Nunmehr möge der Stab \overline{J_1\,K_1} elastisch sein.
Infolge einer Belastung werden sich die beiden Scheiben AJ1G1 und BK1C1 drehen, und zwar erstere um A und letztere um den Schnittpunkt R1 von
\overline{A\,C_1} mit dem Lote von B auf \overline{m\,n}. Sind Δα1 und Δρ1 die Drehungswinkel um A bezw. R1 so
findet folgende Beziehung statt:
\overline{A\,C_1}\,\cdot\,\Delta\,\alpha_1=\overline{R_1\,C_1}\,\Delta\,\varrho_1.
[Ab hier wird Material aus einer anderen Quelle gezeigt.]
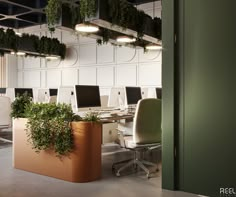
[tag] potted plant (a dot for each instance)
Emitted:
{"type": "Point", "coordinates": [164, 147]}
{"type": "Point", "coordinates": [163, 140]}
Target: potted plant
{"type": "Point", "coordinates": [53, 141]}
Zugleich findet eine Veränderung des hohlen Winkels J1C1K1 statt; nennen wir sie Δγ1 so ist:
Δγ1= Δα1+ Δρ1,
und aus den beiden Gleichungen entsteht:
\overline{A\,R_1}\,\cdot\,\Delta\,\alpha_1=\overline{C_1\,R_1}\,\cdot\,\Delta\,\gamma_1.
Ist noch v1 der Abstand
des Punktes C1
von \overline{BR_1}, so ist:
\overline{A\,R_1}\,:\,\overline{C_1\,R_1}=l\,:\,v_1,
so dass sich weiter ergibt:
l . Δα1 = v1
Δγ1.
Wir nennen die Spannung des Stabes \overline{J_1\,K_1}\,:\,k_1
ferner E den Elastizitätsmodul und s die Länge dieses Stabes. Hat derselbe von C1 die
Entfernung r, so findet man
k=\frac{r\,\cdot\,\Delta\,\gamma_1}{s}\,\cdot\,E,
und hieraus folgt:
\Delta\,\gamma_1=\frac{k}{E}\,\cdot\,\frac{s}{r}.
Ferner muss sein:
\Delta\,\alpha_1=\frac{v_1}{l}\,\cdot\,\frac{k}{E}\,\cdot\,\frac{s}{r}.
Man ziehe die Linie \overline{g_0\,b_0} und nenne deren
Schnittpunkt mit der Parallelen durch C1 zu \overline{RB}\,:\,c'
und den Schnittpunkt der letzteren mit
\overline{a_0\,b_0}\,:\,d'. Setzt man
\overline{c'\,d'}=y_1, so ist: y1
: v1
= t : b, also ist: y_1=\frac{v_1\,\cdot\,t}{b}. Da jedoch: t=\frac{a\,\cdot\,b}{l}
ist, so ergibt sich weiter:
y_1=\frac{v_1\,\cdot\,a}{l}.
Wir erhalten demnach auch:
\Delta\,\alpha_1=\frac{y_1}{a}\,\cdot\,\frac{k}{E}\,\cdot\,\frac{s}{r}.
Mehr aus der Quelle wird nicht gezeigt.